A
felicidade não ocupa cenários perfeitos. Ela se faz antes, nos momentos que
vivemos e justificam nosso caminho até aqui.
Esperamos
para ser felizes – a melhor hora, a agenda mais vazia, o motivo mais sólido, um
dia em que estejamos menos cansados.
Esperamos
sem dar-nos conta que, às vezes, perdemos pelo caminho pequenos pedaços da
felicidade que procuraremos mais adiante, após realizar o último gesto que,
acreditamos, a definirá.
Hesitamos
porque não é a melhor hora, esquecendo que, talvez, seja a única hora, a última
chance. Que há mais alegria nos pés entrelaçados na beira do colchonete do que
necessidade de um colchão “king size”,
quando se passou muito tempo numa cama vazia de espera. Que meia hora de uma
conversa sem importância com o amigo menos íntimo é capaz de iluminar a volta
para o local em que se travarão as discussões sobre o que realmente nos
importa.
A
verdade é que estamos mais prontos para os problemas. Se aparecem, sabemos como
resolvê-los. Adiamos a volta para casa para digeri-los numa reunião de última
hora ou levantamos de madrugada para acudir o pai cujas dores lhe impedem os
movimentos mais ordinários.

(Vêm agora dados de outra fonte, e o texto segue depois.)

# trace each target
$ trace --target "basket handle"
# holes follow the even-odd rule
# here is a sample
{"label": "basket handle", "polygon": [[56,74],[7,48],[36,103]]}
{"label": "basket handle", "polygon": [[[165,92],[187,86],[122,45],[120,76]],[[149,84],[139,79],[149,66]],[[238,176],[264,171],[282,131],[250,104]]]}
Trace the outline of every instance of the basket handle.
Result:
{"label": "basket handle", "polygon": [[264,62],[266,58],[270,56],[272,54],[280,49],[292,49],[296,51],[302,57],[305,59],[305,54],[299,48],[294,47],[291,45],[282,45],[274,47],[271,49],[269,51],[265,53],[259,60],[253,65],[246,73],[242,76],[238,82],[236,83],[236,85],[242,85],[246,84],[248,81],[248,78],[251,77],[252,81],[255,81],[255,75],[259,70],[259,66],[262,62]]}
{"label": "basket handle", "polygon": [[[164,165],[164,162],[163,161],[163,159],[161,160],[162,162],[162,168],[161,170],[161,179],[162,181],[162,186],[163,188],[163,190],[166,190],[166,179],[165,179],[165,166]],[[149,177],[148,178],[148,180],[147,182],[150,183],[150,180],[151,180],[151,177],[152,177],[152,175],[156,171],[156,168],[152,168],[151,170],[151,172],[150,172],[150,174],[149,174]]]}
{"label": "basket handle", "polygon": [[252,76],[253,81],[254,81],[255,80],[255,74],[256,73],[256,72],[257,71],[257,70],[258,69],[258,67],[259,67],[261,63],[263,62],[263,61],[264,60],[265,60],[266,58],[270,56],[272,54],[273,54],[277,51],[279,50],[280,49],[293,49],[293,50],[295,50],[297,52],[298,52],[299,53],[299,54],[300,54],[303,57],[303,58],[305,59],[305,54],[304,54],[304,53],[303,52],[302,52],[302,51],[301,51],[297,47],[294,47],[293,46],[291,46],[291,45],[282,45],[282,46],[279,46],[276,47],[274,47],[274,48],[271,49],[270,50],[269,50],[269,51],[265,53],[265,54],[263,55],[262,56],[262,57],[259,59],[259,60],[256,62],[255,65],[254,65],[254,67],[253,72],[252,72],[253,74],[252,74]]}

Mas não aproveitamos os dias calmos para andar sem
rumo pelas ruas ainda ensolaradas, num fim de tarde, ou para, ao lado do pai, caminhar
na areia da praia ao encontro do vacilante movimento do mar.
Quando,
um dia, a morte de um ente querido nos surpreende, reagimos ao susto: “aprenderei, a partir de agora, a viver
melhor”. Enquanto pensamos no quanto deixamos de viver, a ideia de ser
feliz vira obsessão nos dias que se sucedem até que, de novo, a rotina nos
atropele, os compromissos nos envolvam e voltemos a planejar nossa felicidade
para um futuro nem sempre próximo.
Porque
acreditamos que a felicidade é algo que se constrói.
Queremos
entrar na casa quando lá já existirem os móveis, as paredes pintadas, as contas
já programadas. Até lá, deixamo-la vazia, ignorando os espaços livres nos
cômodos que poderíamos preencher com sonhos, festas, amores. Evitamos deitar no
chão da sala onde o luar nos alcançaria porque ainda não é confortável sem o
sofá. Proibimos a criança de andar de velocípede entre os quartos, antes que
chegue a mobília, porque arranharia o chão. Desperdiçamos essas fotografias
únicas, imagens eternas na nossa mente que nos fariam ver a casa construída
como o relicário de grandes e mágicos segredos.
Esperamos
demais. Não importa o quanto tenhamos esperado: sempre é demais. Porque a
felicidade não ocupa cenários perfeitos. Ela corre entre as imperfeições e os
dias tumultuados, entre os amores ganhos e os perdidos, está nos braços que nos
cercam por carinho, mas também nos que nos consolam ou nos seguram por medo ou
dor.
À
frente, quando olhamos de dentro do que construímos, constatamos que a
felicidade se fez antes, nas angústias vencidas, nas tentativas de não nos
perdermos de quem amamos, nos momentos sem sentido e em silêncio que vivemos e
justificam todo o caminho até então.